I like to have fun. Chances are you like to have fun, too.
We associate fun with activities like playing, being around family and friends, and generally doing what we want to do. Fun, typically, doesn’t mean going to work or the grocery store.
More than ever, though, corporate America is trying to create an intersection between those regular things we have to do and FUN, something we all generally like to have.
I'm not talking about video games, pro sports, TV media or other inherently fun sectors. What's growing is the everyday use of fun in companies that are traditionally neutral or historically boring when it comes to having a good ol' time. Fun is being commoditized; it is being injected into mission statements and corporate value systems; and it is being leveraged as a benefit and employee perk.
Here are four major ways companies are doing this:
- Injecting fun into their mission statements and values to create a fun commercial atmosphere
Which Wich: A fast-food restaurant chain with 256 locations in 37 states, known for its signature fun ordering system where guests mark their sandwich order on paper bags, and doodle their artwork to leave on the community wall. Which Wich staff contribute to the vibe of the store to create an overall positive, fun, energy, illustrated by the “vibe” icons on the wall.
Trader Joe’s: Your self-proclaimed “neighborhood grocery store”, Trader Joe’s uniforms employees in Hawaiian t-shirt and tells customers grocery shopping should be fun, not just another chore!
- Creatively adapting regular products and services to make them unique and fun!
FRED & Friends: This fun-factory sells everyday products like oven mitts and door stoppers that it claims should be “fun to own”. Who knew ice trays or tea cups could be so fun? These products are marketed as trendy and creative, and contribute to the growing niche market of regular products adapted to be tremendously more fun.
Pizza Hut: Pizza is inherently fun, correct? Obviously. However, Pizza Hut is taking fun to the next level by creating a fun-to-use pizza ordering game system! Doesn’t that sound fun? Customers will be able to customize their order on the table touch screen, pay their bill and even play games.

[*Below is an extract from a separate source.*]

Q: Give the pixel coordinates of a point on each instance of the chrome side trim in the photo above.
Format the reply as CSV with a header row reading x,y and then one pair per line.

- Advertising serious or everyday items in a fun or funny way
Old Spice: Because deodorant and other bath products for men aren’t that fun, the people at Old Spice created the Old Spice guy, officially known as “The Man Your Man Could Smell Like”. This series of TV commercials gained instant popularity because of its fun take on selling a regular product. This campaign generated over 100 million views on YouTube alone and has had a significant impact in Old Spice’s status as the leading brand in men’s body wash and deodorant.
Pepto-Bismol: We all know there's nothing fun about diarrhea. Yet, the booty-shaking, indigestion-free customers featured in P-B's commercials show the fun side of surviving an upset stomach episode. Even something as un-fun as the runs can work in this advertising scheme.
- Fostering a fun work environment to promote overall employee happiness
Google: Just one of many companies that makes employee fun an utmost priority. Google believes their fun workspaces “have a positive impact on productivity, collaboration and inspiration.”
Discovery: This nonfiction media company (TLC, Animal Planet, etc.) boasts a fun workspace for employees featuring events and opportunities to take fun and interesting lessons (African dance, chocolate-making, and more fun activities!).
Kiva: A non-profit online platform that connects lenders to (mostly developing world) entrepreneurs, Kiva creates fun in its offices by replicating the most fun part of elementary school: RECESS. Yes, employees get recess everyday to mess around, play and eat in a fun, sociable environment. Also, your dog is welcome at work every day – how fun is that!
While FUN may be at the forefront of so many more mission statements, marketing ploys, and product lines, does that actually mean society as a whole is having more fun? What do you think?